> makes it difficult to share parser logic between the two It’s difficult to reu...

rhdunn · on April 11, 2022

My perspective comes from writing an XPath and XQuery lexer and parser for IntelliJ, which has its own lexer, parser, and AST APIs.

The XPath lexer and parser are designed to be overridden where needed to implement the XQuery lexer and parser.

The lexer itself has state as a stack-based lexer in order to tokenize the different structures (string literals, comments, embedded XML) correctly. A compiler could use the parse state as the context to drive the tokenizer without needing a state/stack-based lexer.

The lexer also treats keyword tokens as an identifier type as keywords can be used as identifiers. This is not necessary in a compiler as it knows when it is reading/expects a keyword.
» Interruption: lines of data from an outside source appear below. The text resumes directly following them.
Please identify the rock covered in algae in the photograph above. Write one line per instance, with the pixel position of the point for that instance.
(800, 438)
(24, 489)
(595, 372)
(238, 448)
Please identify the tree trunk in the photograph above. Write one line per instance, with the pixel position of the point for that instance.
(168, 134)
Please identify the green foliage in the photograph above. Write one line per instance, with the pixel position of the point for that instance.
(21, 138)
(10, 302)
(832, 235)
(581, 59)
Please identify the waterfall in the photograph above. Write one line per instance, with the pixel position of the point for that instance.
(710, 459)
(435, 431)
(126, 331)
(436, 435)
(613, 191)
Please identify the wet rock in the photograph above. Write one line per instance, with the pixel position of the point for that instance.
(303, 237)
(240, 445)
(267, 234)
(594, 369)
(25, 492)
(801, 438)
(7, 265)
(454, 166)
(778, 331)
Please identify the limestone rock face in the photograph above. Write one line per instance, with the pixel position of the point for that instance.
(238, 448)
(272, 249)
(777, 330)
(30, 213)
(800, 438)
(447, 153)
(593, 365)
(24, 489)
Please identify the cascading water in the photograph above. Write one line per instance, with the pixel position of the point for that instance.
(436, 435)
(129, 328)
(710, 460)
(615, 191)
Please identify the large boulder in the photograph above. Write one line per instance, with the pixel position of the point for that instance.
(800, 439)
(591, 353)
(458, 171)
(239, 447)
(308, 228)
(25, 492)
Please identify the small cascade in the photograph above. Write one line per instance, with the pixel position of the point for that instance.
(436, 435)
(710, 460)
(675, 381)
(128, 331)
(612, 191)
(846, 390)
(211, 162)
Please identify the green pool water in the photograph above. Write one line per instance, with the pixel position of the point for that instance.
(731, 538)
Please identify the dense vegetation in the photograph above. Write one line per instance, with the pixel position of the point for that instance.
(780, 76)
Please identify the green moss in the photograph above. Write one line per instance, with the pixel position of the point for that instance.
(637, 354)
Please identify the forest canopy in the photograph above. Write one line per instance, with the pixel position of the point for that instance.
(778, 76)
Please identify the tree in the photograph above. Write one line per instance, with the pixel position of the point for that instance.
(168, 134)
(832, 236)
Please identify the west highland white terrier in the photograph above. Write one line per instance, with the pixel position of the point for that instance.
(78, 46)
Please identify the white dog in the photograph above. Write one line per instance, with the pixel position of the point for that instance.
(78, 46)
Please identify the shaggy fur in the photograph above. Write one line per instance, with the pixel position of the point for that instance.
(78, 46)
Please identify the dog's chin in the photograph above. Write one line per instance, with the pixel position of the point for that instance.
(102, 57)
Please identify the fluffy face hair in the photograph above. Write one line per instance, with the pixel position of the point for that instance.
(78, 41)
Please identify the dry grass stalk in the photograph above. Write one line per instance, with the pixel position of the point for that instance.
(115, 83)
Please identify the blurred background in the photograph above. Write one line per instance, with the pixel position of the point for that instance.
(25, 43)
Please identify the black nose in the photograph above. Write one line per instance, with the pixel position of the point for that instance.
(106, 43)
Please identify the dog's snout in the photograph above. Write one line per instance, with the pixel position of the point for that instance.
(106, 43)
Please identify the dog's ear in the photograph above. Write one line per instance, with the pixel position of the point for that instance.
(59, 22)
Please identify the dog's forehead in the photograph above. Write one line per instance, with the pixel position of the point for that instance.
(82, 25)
My parser handles the different versions of XPath/XQuery, the different extensions, and vendor-specific extensions all in a unified lexer/parser. A compiler could ignore the bits it does not support and simplify some of the logic.

My QName parser is very complex due to providing error recovery and reporting for things like spaces, etc. -- Other parsers (e.g. Saxon) treat the QName as a single token.

I'm also generating a full AST with single nodes removed, e.g.:

    XPath
       InstanceofExpr
          IntegerLiteral       "5"
          XmlNCName            "instance"
          XmlNCName            "of"
          SequenceType
             AtomicOrUnionType
                QName
                   XmlNCName   "xs"
                   Token       ":"
                   XmlNCName   "string"
             Token             "?"

I'm traversing this AST to do things like variable and namespace resolution. For the modules, I'm using the IDE's mechanisms to search the project files. -- In a compiler, these would be collated and built as the file is parsed, which does not work with incremental/partial parsing.

I'm getting to the stage where I can evaluate several static programs due to the need of implementing IDE features, and providing static analysis.